On 25 January 1517 in St Mary’s Church, at the altar newly built by Master Michael, the first Holy Mass was celebrated; it was one on the Virgin Mary’s Assumption. The presbytery was filled with the great altar retable, about 15m tall and 7m wide. It consisted of three basic parts: a predella, the main box with three pairs of wings and an architectonic finial. In the solemn opening it presented the Triumph of Our Lady and the Church in Heavenly Jerusalem. In the finial the central figure was Christ ascending Heaven.
Probably in 1539 the painter Master Merten enriched the altar’s painting contents placing ten Christological scenes on the reverse of the box and three scenes illustrating the life of Esther on the reverse of the predella. In 1618 the altar was subjected to renovation made by Izaak van den Blocke.
On 22 April 1804 Jacob Domke, a Gdan´ sk merchant, died, assigning a certain sum of money for a renovation of the main altar. The devastated late Gothic finial was dismantled and a figure of Our Lady and the Infant was put over the closed altar box, devoid of the painted side wings. Over it a relief presentation of the Prayer in Gethsemane, and still higher, the scene of Crucifixion were put. The former predella was replaced by the picture of the Last Supper painted by F.C. Mayerheim.
In 1867 the guardians of the church decided to order a new altar finial. On 5 June 1870 the altar, cleared from the grey paint, gilded and painted again, complemented by Julius Wendler with a neo-Gothic finial referring to the primary one, rich in meaning; with a new predella showing Jesus’ Reposition, was solemnly consecrated.
The next stage of the altar’s history was connected with the development of the modern theory of conservation. In 1936 the neo-Gothic finial and the side framing were dismantled, the renovated side wings were mounted and the original predella was restored. In 1944, before the expected Soviet offensive, the altar was taken to pieces and taken to Kadyny. There it remained until the war was over. After the necessary restoration works in 1966 the still incomplete altar returned to its former place where it was still subjected to further preservation measures.

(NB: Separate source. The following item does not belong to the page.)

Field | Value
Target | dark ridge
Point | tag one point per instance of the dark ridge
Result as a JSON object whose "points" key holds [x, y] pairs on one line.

The magnificent and extraordinarily precious work of art brings the mood of the late Middle Ages enriched with Renaissance elements. It was devoted to the Virgin Mary reigning together with the Trinity on a common throne in the centre of a richly developed presentation of Heavenly Jerusalem. However, the work, profuse in meanings connected with the Virgin Mary, was crowned with the figure of the ascending Christ; and among the verses engraved on the brass candlesticks to extol Mary, there is one saying ‘Soli gloria Deo’ – ‘Glory to God Himself’. This invocation remained topical when all the Protestant changes took place in the retable’s form and contents. Keeping at all times the scenes devoted to Mary and the figure of Christ crowning them stress his superiority in the history of Salvation.